Dopo i blocchi in Grecia e le manifestazioni spettacolari in Francia, le proteste degli agricoltori si estendono anche in Germania e Belgio, dove l’accordo di libero scambio tra l’Unione Europea e il Mercosur diventa il principale motivo di malcontento.
Gli agricoltori avvertono che il trattato rischia di minare la produzione locale, gli standard di qualità e la sostenibilità delle aziende agricole europee.
In Germania, l’alleanza degli agricoltori “Wir haben es satt” (“Siamo stanchi”) ha chiesto pubblicamente la bocciatura dell’accordo UE–Mercosur, entrando in diretto contrasto con la posizione del Governo federale, tra i più convinti sostenitori del trattato. «Non vogliamo produrre merci intercambiabili per il mercato globale, ma qualità», ha dichiarato Xenia Brand, direttrice esecutiva dell’Associazione dell’Agricoltura Contadina (AbL).
Secondo Brand, l’accordo incentiva una produzione a basso costo senza tenere conto di origine, standard o specificità locali, danneggiando sia gli agricoltori sia i consumatori.
Nel contesto delle manifestazioni previste il 17 gennaio a Berlino, Brand ha sottolineato che «non è ancora troppo tardi», poiché i ministri competenti si sono già riuniti a Bruxelles, ma le decisioni finali non sono state ancora prese. Il messaggio del settore agricolo tedesco è chiaro: «L’accordo deve essere respinto».

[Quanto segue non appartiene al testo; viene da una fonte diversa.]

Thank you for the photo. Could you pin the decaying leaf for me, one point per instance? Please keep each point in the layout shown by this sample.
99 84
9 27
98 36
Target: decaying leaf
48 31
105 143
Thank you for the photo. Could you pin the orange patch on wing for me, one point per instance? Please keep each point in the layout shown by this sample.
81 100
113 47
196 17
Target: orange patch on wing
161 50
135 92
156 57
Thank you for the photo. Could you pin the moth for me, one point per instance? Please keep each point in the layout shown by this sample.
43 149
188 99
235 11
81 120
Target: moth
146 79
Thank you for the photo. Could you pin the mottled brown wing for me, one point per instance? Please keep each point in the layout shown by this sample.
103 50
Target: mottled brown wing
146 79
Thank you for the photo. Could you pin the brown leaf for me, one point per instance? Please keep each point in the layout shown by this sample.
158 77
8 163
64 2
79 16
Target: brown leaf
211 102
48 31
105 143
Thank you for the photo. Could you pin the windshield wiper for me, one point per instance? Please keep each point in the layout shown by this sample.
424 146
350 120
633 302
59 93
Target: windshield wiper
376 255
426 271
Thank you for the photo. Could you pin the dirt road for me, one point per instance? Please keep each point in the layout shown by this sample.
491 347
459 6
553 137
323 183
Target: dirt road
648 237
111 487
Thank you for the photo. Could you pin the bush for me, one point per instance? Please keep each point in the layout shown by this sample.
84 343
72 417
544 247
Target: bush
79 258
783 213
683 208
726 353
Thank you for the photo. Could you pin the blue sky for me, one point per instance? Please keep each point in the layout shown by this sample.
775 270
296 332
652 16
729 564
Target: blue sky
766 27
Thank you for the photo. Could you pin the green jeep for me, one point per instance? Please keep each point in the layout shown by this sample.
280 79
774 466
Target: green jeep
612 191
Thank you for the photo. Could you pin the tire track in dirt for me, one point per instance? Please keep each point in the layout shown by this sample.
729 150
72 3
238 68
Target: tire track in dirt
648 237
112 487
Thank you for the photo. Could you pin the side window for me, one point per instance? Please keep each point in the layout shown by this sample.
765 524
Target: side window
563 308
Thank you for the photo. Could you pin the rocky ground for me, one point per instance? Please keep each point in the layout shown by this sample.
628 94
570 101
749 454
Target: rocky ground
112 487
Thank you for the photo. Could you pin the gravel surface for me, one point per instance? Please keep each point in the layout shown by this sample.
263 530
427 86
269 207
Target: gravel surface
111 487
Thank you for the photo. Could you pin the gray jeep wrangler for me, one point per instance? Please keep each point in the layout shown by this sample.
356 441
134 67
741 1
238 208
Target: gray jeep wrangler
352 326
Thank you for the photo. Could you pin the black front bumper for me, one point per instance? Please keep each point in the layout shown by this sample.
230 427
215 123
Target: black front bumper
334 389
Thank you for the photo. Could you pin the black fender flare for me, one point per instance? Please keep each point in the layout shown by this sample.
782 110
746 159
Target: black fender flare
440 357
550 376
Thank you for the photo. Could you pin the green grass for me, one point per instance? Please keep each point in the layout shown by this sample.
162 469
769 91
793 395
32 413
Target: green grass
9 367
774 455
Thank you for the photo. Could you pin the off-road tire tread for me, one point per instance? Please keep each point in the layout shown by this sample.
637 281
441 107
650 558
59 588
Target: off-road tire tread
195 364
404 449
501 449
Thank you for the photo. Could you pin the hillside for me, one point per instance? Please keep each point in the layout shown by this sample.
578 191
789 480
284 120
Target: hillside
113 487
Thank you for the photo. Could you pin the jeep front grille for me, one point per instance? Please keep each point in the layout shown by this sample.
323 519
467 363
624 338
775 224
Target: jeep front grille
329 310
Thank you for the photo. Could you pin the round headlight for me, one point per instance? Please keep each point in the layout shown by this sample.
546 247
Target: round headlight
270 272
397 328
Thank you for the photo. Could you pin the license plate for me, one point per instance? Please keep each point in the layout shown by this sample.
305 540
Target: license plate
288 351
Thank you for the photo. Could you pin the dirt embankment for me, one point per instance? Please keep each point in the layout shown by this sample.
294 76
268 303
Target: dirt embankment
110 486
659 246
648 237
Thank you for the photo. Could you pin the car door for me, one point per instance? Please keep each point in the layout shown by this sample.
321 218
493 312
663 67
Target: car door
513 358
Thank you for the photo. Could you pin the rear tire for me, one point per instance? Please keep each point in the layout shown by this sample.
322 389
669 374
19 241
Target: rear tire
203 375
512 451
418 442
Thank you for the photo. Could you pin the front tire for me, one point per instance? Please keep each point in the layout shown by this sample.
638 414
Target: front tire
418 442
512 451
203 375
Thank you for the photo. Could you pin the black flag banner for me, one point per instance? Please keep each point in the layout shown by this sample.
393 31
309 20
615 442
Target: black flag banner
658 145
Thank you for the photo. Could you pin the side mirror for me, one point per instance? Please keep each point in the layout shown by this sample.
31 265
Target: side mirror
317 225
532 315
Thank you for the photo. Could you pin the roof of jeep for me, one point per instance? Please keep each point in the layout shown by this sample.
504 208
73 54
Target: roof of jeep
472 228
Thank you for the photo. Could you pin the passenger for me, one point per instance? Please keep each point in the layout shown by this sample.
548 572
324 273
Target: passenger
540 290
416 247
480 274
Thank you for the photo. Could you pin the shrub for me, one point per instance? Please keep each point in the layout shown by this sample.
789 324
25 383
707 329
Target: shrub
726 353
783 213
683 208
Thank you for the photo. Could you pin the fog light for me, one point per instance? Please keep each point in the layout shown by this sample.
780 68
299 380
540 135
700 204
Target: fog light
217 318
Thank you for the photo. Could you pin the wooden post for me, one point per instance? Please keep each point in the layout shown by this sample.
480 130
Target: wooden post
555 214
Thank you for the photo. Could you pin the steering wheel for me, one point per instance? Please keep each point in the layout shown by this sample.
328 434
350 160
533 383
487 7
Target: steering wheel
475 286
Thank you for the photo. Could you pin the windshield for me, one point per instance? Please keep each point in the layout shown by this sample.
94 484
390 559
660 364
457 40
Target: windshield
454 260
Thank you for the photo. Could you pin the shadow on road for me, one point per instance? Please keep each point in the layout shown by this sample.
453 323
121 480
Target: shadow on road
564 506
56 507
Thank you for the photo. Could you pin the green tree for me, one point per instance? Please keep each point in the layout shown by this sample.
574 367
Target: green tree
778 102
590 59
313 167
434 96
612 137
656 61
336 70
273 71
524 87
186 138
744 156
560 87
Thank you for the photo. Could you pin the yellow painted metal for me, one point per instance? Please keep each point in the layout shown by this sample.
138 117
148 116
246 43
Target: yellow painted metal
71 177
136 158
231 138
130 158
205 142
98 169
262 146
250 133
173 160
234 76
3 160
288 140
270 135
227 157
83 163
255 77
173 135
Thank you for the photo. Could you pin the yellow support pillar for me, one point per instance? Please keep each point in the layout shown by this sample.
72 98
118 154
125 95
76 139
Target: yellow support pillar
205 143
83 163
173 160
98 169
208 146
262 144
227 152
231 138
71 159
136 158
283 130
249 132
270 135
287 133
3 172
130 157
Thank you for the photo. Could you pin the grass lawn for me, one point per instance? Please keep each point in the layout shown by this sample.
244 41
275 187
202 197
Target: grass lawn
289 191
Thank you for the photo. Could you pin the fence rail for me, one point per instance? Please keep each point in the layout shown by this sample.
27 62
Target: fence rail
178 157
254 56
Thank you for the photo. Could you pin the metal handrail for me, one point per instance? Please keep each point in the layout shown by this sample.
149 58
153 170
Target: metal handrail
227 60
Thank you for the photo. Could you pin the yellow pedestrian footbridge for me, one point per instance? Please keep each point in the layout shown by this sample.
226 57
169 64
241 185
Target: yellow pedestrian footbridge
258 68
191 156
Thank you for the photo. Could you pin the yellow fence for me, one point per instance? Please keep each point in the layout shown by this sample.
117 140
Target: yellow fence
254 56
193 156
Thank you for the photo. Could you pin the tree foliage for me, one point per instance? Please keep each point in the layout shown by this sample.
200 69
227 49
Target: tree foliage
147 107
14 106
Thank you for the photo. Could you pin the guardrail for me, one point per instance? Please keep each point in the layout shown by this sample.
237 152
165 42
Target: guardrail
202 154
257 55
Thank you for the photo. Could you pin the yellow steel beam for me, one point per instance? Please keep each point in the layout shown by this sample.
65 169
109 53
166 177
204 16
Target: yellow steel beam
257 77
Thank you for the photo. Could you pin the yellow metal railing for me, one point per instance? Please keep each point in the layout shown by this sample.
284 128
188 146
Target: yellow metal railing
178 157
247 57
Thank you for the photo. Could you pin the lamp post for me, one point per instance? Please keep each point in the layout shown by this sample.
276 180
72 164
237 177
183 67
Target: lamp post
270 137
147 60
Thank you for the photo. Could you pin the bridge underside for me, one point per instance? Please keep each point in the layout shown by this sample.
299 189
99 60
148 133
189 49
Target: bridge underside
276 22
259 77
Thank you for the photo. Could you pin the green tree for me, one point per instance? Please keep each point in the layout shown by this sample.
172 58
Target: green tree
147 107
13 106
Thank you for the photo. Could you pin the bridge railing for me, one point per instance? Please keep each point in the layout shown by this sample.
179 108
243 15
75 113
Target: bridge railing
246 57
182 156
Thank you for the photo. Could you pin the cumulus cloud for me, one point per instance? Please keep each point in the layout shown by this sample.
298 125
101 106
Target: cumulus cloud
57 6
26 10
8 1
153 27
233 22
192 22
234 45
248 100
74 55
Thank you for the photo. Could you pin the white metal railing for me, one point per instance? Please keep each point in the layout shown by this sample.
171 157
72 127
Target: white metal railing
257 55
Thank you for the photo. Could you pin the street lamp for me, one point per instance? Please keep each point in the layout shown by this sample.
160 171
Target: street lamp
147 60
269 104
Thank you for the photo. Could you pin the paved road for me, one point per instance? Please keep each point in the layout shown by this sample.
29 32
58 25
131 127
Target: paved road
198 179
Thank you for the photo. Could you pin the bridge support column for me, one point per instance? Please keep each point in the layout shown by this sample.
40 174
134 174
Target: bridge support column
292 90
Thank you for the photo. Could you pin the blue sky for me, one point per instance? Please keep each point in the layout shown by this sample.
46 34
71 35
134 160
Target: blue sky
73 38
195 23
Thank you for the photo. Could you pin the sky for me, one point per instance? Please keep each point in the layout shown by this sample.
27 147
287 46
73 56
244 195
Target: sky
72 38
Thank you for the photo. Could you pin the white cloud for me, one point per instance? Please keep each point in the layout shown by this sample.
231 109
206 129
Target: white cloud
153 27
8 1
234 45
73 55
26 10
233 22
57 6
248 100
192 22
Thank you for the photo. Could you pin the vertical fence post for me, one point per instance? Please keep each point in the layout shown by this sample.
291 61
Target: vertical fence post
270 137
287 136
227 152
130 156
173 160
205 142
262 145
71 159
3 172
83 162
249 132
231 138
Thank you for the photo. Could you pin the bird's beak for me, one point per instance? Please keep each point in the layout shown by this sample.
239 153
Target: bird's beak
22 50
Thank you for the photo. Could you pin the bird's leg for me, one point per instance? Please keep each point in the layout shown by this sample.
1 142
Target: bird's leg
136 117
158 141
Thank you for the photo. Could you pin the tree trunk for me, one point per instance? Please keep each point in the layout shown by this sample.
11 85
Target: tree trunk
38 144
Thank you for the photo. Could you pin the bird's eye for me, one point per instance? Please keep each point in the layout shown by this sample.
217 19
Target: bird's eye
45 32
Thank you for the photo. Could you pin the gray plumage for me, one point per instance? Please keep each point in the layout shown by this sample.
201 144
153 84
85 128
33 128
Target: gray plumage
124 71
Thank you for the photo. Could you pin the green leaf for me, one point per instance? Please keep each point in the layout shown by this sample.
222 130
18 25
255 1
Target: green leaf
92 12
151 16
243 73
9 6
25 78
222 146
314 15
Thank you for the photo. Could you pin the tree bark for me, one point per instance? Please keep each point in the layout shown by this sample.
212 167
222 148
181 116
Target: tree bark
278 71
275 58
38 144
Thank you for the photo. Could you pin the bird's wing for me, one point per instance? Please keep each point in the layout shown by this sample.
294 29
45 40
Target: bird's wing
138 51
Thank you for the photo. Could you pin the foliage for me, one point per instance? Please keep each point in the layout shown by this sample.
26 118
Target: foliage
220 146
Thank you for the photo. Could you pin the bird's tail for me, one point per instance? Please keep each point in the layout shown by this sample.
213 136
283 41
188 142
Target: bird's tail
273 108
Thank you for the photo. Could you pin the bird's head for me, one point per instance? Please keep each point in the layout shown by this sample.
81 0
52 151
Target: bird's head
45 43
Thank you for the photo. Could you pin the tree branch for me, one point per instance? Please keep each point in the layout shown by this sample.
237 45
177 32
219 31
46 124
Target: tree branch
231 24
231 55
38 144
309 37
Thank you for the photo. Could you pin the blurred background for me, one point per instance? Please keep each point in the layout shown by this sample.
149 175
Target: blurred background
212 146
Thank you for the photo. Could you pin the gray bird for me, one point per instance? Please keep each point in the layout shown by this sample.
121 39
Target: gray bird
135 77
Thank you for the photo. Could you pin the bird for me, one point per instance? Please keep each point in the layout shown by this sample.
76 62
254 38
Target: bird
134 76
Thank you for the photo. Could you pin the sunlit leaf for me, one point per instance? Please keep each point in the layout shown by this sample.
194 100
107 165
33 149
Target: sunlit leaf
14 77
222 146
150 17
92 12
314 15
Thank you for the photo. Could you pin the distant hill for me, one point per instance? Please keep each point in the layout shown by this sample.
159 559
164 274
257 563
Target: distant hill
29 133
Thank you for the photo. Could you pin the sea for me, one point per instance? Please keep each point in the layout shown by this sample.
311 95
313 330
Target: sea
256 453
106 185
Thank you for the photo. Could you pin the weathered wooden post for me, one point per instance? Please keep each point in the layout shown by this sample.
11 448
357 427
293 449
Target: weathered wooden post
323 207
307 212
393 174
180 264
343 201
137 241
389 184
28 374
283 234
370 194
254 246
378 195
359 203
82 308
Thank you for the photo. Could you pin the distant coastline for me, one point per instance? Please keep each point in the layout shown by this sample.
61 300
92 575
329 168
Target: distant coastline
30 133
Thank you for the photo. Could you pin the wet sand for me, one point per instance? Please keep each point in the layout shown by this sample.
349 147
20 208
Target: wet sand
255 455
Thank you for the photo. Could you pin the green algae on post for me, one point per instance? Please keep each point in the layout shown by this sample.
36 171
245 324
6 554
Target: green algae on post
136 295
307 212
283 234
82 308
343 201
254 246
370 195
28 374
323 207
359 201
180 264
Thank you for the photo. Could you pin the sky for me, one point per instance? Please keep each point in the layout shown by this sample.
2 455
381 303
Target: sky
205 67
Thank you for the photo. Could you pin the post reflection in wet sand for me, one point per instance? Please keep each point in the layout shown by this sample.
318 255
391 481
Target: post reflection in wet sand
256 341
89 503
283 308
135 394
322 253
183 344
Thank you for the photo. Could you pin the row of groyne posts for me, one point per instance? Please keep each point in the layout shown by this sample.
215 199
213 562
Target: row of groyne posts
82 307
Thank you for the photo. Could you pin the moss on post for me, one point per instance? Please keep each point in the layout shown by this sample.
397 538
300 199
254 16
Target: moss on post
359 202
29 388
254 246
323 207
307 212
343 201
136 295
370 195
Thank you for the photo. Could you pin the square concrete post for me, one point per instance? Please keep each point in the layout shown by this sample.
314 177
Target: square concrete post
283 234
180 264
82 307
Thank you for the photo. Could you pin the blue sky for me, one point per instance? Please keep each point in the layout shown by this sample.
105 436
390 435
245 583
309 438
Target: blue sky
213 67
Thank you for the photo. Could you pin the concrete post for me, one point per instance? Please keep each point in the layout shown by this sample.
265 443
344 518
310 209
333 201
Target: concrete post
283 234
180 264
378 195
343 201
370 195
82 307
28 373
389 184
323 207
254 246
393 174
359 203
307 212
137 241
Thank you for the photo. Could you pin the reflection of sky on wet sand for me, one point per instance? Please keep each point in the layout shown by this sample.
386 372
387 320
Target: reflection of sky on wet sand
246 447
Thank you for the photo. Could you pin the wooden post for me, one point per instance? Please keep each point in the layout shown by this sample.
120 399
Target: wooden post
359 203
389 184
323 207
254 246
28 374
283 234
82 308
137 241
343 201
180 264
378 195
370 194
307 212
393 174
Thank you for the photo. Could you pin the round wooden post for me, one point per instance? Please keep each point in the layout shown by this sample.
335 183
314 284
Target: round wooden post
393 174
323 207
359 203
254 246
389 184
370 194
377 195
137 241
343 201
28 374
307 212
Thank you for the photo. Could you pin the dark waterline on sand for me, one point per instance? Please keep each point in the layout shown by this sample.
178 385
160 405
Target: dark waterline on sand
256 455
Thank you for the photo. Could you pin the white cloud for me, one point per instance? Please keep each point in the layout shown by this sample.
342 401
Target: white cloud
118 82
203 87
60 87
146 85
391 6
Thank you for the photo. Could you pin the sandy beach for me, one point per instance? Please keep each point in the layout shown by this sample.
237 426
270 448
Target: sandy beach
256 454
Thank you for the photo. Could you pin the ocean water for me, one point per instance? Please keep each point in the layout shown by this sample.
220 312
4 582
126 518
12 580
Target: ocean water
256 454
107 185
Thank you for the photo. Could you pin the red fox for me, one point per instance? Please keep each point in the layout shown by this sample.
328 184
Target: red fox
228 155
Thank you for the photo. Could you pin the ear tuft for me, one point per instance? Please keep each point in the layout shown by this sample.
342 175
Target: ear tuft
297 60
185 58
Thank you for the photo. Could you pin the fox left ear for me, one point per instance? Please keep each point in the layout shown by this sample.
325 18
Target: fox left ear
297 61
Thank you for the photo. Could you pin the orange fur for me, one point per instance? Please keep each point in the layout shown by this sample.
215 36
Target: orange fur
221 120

Le critiche non riguardano solo l’impatto economico, ma anche le differenze negli standard. Dorothee Sterz, membro dell’AbL, ha avvertito che l’accordo ridurrebbe il potere decisionale delle aziende agricole, ne indebolirebbe la posizione sul mercato e aumenterebbe la dipendenza dalle importazioni. Inoltre, i prodotti importati potrebbero provenire da animali trattati con antibiotici come promotori della crescita, pratiche vietate nell’UE, limitando così il diritto dei consumatori di scegliere prodotti conformi ai principi europei.
Secondo gli agricoltori tedeschi, l’accordo con il Mercosur rappresenta una minaccia per la sopravvivenza degli agricoltori e per la sovranità alimentare, sia in Europa che nei Paesi sudamericani.
Nonostante l’opposizione del settore agricolo, il Governo tedesco ha ribadito il proprio fermo sostegno all’accordo, definendolo «un evento importante» nel contesto geopolitico attuale. Il portavoce dell’Esecutivo, Stefan Kornelius, ha dichiarato che il trattato ha un valore strategico per la politica europea di partenariato e commercio ed ha espresso fiducia nel fatto che l’Italia darà il proprio consenso, aprendo la strada a una rapida firma.
In Belgio, gli agricoltori hanno scelto una forma di protesta simbolica ma dal messaggio diretto. I membri del sindacato fiammingo Boerenbond hanno allestito uno stand di patatine fritte davanti al Parlamento Europeo, a Bruxelles, per evidenziare il rischio di scomparsa della produzione locale in caso di ratifica dell’accordo UE–Mercosur.
«L’accordo costringerà gli agricoltori europei a competere con prodotti realizzati secondo standard più bassi e con controlli insufficienti», ha spiegato Pieter Verhelst, membro della dirigenza del sindacato. Gli agricoltori belgi hanno inoltre respinto la riduzione dei fondi della Politica Agricola Comune e le regolamentazioni europee considerate penalizzanti.
Per rendere il messaggio immediatamente comprensibile, i manifestanti hanno offerto gratuitamente piatti tradizionali belgi, sottolineando che questi possono esistere solo se le materie prime continuano a essere prodotte localmente.
Le proteste in Belgio coincidono con la possibile approvazione della firma dell’accordo UE–Mercosur, prevista per la metà di gennaio in Paraguay.
Per questo motivo, il settore agricolo cerca di convincere il Parlamento Europeo a bloccare il trattato, anche nel caso in cui gli Stati membri dovessero approvarlo.
L’eurodeputata belga Hilde Vautmans ha riconosciuto gli squilibri dell’accordo, affermando che l’UE ha bisogno di un “campo di gioco equilibrato” che non penalizzi gli agricoltori europei. Ha ammesso, inoltre, che il gruppo liberale Renew è diviso sulla posizione finale.
Dai blocchi in Grecia ai trattori a Parigi, dagli appelli decisi in Germania alle proteste simboliche in Belgio, l’agricoltura europea lancia un messaggio comune: l’accordo con il Mercosur e l’attuale direzione delle politiche commerciali rischiano di destabilizzare profondamente il settore.
Alla vigilia di decisioni politiche cruciali, gli agricoltori chiedono garanzie concrete affinché standard, produzione locale e futuro dell’agricoltura europea non vengano sacrificati in nome del commercio globale.